Mais linhas de ônibus (inclusive com ônibus executivo), pontualidade (com informações em tempo real nos pontos de embarque) e agilidade (ampliação das faixas exclusivas e corredores de ônibus) poderiam tornar o transporte público mais atrativo.
Um ponto preocupante é a contradição do governo ao lançar a proposta com objetivo de restringir o uso do automóvel em meio a tantos projetos e obras que claramente privilegiam o uso do carro. As obras de viadutos são vistas em muitos pontos do Distrito Federal, com alto custo. Para citar alguns projetos e obras: viaduto entre o Sudoeste e o Parque da Cidade (R$ 25 milhões), viaduto no bairro Noroeste (R$ 37 milhões) e complexo de viadutos no Jardim Botânico (R$ 37 milhões).
Outras ações comuns e questionáveis são ampliações de vias e criação de mais vagas para motoristas. Como exemplos, a Saída Norte (conjunto de pistas e 23 viadutos sem o prometido BRT Norte), a ampliação da Estrada Parque Aeroporto (EPAR) e a criação do terceiro acesso a Águas Claras.
Uma frase resume o equívoco da política rodoviarista de incentivo ao automóvel: alargar vias para solucionar os congestionamentos é como afrouxar o cinto para tratar a obesidade.
Um dos objetivos da Zona Verde é desestimular o uso do automóvel e incentivar o uso do transporte coletivo. Considerando esse nobre objetivo, não faria sentido aumentar o número de vagas de estacionamento na área central. No entanto, a proposta de criar mais vagas aparece com certa frequência nas notícias e em projetos para a cidade.

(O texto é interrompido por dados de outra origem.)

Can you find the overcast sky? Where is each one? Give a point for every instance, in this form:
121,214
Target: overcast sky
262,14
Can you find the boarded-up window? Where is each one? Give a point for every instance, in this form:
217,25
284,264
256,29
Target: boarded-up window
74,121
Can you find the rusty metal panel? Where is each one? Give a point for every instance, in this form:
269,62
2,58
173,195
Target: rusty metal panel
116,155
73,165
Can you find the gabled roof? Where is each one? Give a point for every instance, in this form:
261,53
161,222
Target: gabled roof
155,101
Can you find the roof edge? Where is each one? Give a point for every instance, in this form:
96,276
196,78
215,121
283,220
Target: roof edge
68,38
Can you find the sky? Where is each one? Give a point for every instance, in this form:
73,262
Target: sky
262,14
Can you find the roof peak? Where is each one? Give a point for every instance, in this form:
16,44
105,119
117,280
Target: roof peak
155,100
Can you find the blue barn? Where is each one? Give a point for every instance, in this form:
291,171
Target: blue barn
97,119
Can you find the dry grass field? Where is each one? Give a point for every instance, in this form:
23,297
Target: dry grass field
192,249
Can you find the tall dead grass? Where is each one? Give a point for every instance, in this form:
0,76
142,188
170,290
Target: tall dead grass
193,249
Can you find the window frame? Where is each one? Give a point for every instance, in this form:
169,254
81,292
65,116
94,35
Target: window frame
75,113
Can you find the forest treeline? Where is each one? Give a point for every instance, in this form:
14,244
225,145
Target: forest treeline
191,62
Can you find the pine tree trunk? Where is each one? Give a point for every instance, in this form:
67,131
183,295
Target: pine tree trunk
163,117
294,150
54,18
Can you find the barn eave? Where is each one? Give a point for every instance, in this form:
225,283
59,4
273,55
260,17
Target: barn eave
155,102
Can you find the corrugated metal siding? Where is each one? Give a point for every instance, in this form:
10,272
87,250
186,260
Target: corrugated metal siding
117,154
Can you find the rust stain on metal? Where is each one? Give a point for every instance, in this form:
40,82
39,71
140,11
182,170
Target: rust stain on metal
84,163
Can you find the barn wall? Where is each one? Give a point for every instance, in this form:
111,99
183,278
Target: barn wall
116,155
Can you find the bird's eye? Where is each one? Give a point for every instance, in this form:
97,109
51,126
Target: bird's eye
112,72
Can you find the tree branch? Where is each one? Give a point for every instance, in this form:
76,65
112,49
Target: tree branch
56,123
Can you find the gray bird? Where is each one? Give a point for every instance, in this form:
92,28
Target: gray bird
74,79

Vale lembrar que, em tempos de teletrabalho (que se mostrou viável na pandemia do Covid), carros por aplicativo (uber e similares) e carros compartilhados (sistemas em operação em cidades do exterior), deveríamos pensar em reduzir as vagas de estacionamento, e não em ampliá-las.
Com a exploração das vagas públicas pelo setor privado, corre-se o risco de aumentar a pressão por vagas adicionais com o intuito de aumentar o lucro por parte da empresa concessionária. Aliás, recentemente houve ampliação do estacionamento em volta do Centro de Convenções Ulysses Guimarães (que passou a ser administrado por empresa concessionária em 2018), com perda de área verde.
Em grandes eventos em Brasília ocorre um vale-tudo: carros em calçadas, canteiros e ciclovias. Não daria para incentivar o uso de ônibus e metrô (com reforço na frota) ou carros de aplicativo? Seja em eventos festivos (por exemplo, Picnik e Natal na Esplanada), esportivos (eventos no estádio ou no ginásio) ou em dias de prova (concurso público e Enem), o caos se instala.
Muitas vezes em notícias sobre estacionamento, ouve-se a alegação de falta de vagas de estacionamento. Mas a frota automotiva cresce gradativamente e as condições do transporte coletivo parecem estagnadas. Fica a dúvida: faltam vagas ou sobram carros?
É preciso repensar a cidade. Criada com base no automóvel, seis décadas depois, Brasília pode e deve adotar os preceitos da mobilidade moderna e sustentável, com prioridade ao transporte coletivo e aos pedestres e ciclistas. Esse é o rumo trilhado pelas cidades modernas.
1 Decreto 43.961, de 21/11/2022.
2 Em pesquisa no google, constatei que um número razoável de cidades — de médio e grande porte — do Brasil têm a chamada zona azul. Entre as capitais, São Paulo, Belo Horizonte, Salvador, Curitiba, Fortaleza, Porto Alegre e Rio de Janeiro. Fora das capitais a cobrança também ocorre em cidades de diferentes estados: Araraquara (SP), Itajaí (SC), Jaraguá do Sul (SC), Juiz de Fora (MG), Limeira (SP), Mauá (SP) e Vila Velha (ES).
3 A lei municipal 10.752/2018 prevê que os recursos do estacionamento rotativo sejam “aplicados, exclusivamente, na Política Cicloviária do Município de Fortaleza.”
4 A Pesquisa Distrital por Amostra de Domicílios (PDAD) revela a alta dependência: no bairro Sudoeste, 89% dos deslocamentos para o local de trabalho são feitos por automóvel; no Noroeste chega a 96%.
Publicado originalmente em Brasília pra Pessoas em dezembro de 2022.